Frei Jussié José da Silva, 37 anos
Ordem dos Frades Menores Capuchinhos. Pároco da Paróquia Santo Antônio, em Hidrolândia-GO, 17 anos de vida religiosa consagrada.

“Senhor, tu me olhaste nos olhos, a sorrir, pronunciaste meu nome”. Essa frase de uma conhecida canção, me faz retornar há 31 anos, quando fui tocada fortemente pelo amor de Deus, que me olhou, me chamou e me escolheu, tirando-me da segurança da minha vida, plantando em meu coração uma inquietude que me fez buscar respostas para as perguntas que brotavam dentro de mim: qual o sentido da minha vida? Por que sinto que falta algo em minha vida? Essa inquietação me fez buscar a Deus com mais anseio e ele se deixa encontrar por aqueles que o procuram com sinceridade. Em outubro de 1989 eu entrei no convento e o vazio do meu coração foi substituído por alegria e gratidão, de tal forma que parecia transbordar do meu ser. Procurar viver o carisma de ser misericórdia, numa fraternidade de irmãs, tem os seus desafios, lutas, como qualquer estado de vida. Vamos conhecendo nossas próprias fragilidades e as dos outros.

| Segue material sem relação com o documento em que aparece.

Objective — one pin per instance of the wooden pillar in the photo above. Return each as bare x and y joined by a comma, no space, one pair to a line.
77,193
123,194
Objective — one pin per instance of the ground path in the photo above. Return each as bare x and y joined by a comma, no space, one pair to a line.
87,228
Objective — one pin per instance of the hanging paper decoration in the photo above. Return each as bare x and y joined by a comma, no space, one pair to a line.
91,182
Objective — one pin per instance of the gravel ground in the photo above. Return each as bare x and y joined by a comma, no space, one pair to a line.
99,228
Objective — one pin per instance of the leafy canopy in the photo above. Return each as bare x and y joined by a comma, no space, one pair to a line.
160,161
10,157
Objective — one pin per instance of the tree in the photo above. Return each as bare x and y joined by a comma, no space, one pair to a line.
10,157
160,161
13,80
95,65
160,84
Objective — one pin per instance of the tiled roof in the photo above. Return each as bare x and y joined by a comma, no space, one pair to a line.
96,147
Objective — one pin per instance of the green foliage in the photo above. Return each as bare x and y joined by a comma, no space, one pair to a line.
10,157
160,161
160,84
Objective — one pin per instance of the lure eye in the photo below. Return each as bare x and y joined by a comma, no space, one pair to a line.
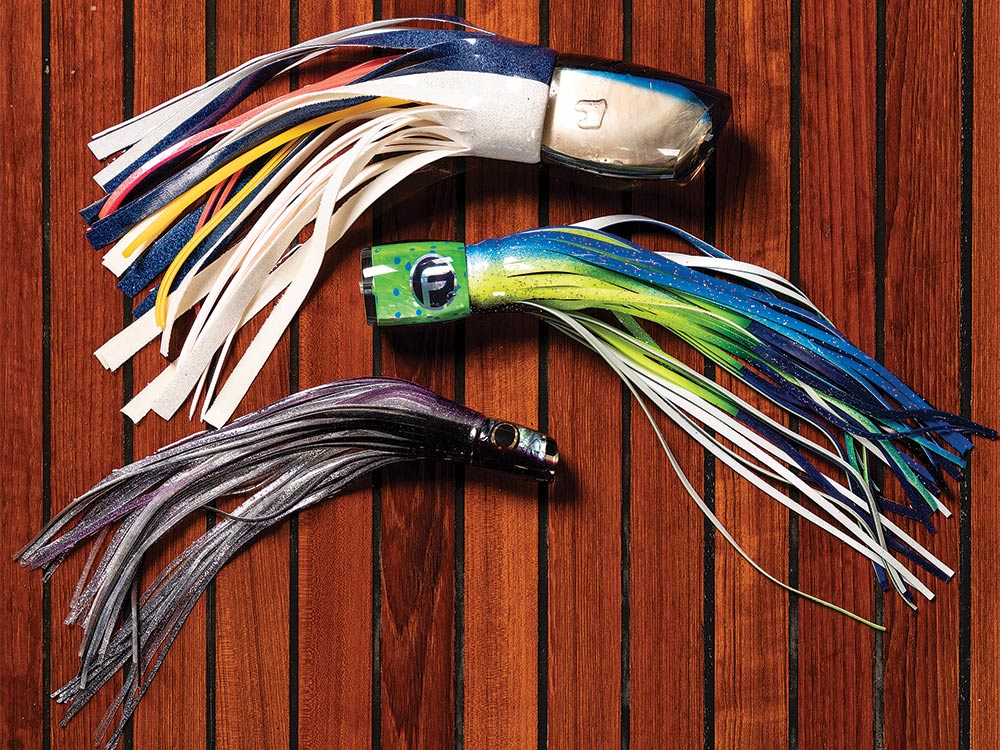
504,435
627,121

Assim, fui entendendo que as dores, os sofrimentos, as labutas diárias são possibilidades para aprender a ser irmã misericordiosa, numa humilde e sincera doação do que faço e, especialmente, do que eu sou. A alegria de ser consagrada ao Senhor permanece no meu coração, como uma chama que me ajuda a recordar o sim que eu quero dar ao Senhor, todos os dias da minha vida.”

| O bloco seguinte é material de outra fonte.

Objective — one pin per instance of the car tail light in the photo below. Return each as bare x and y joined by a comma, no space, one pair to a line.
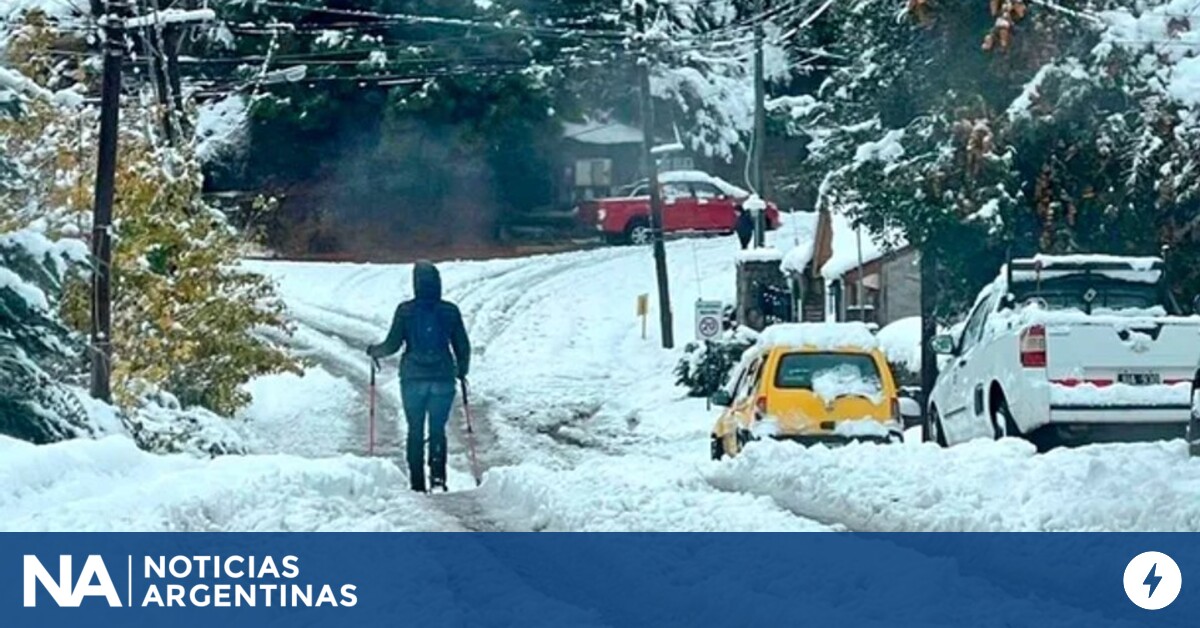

Irmã Clécia Maria da Silva, 52 anos
Instituto das Irmãs Franciscanas da Divina Misericórdia (Varjão-GO), 31 anos de vida religiosa consagrada.

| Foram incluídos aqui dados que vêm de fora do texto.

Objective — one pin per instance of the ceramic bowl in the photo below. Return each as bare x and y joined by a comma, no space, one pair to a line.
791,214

É importante compreender nossa vida na Igreja como uma vocação para viver como Jesus viveu, realizando no mundo sua missão de salvação. A vida fraterna é a fundamental missão do cristão que assume a vida religiosa consagrada. Por isso, os religiosos devem recordar a palavra de Jesus “vós sois todos irmãos” (Mt 23,8), por meio de uma vida de consagração, fraternidade e missão. Em outras palavras, se é religioso para rezar, amar e servir, especialmente aqueles que mais precisam: os pobres. Sabe-se que é uma missão exigente, pois o amor de Jesus deve ser a medida do nosso amar e servir. Contudo, é uma responsabilidade suave, porque viver de amor é muito gratificante. À medida que somos fraternos, somos capazes de dar um sentido profundo para a nossa vida. E, assim, até os desafios e dificuldades são superados na graça misericordiosa de Deus. Ser Religioso Irmão é uma grande alegria, porque ser fraterno é o essencial da missão de Redentor. Ao se encarnar, ele se fez nosso irmão da humanidade. Viver a fraternidade de Jesus como ideal evangélico de consagração é a missão da vida religiosa consagrada. O anúncio do Evangelho torna-se mais eloquente quando nossas palavras são acompanhadas pelo nosso testemunho de serviço por amor.
Ir. Marcos Vinícius Ramos de Carvalho, 39 anos
Congregação do Santíssimo Redentor. 16 anos de vida religiosa consagrada. Comunidade São Clemente-Vila Monticelli (Goiânia). Arquivista provincial e professor de filosofia no Instituto de Filosofia e Teologia de Goiás.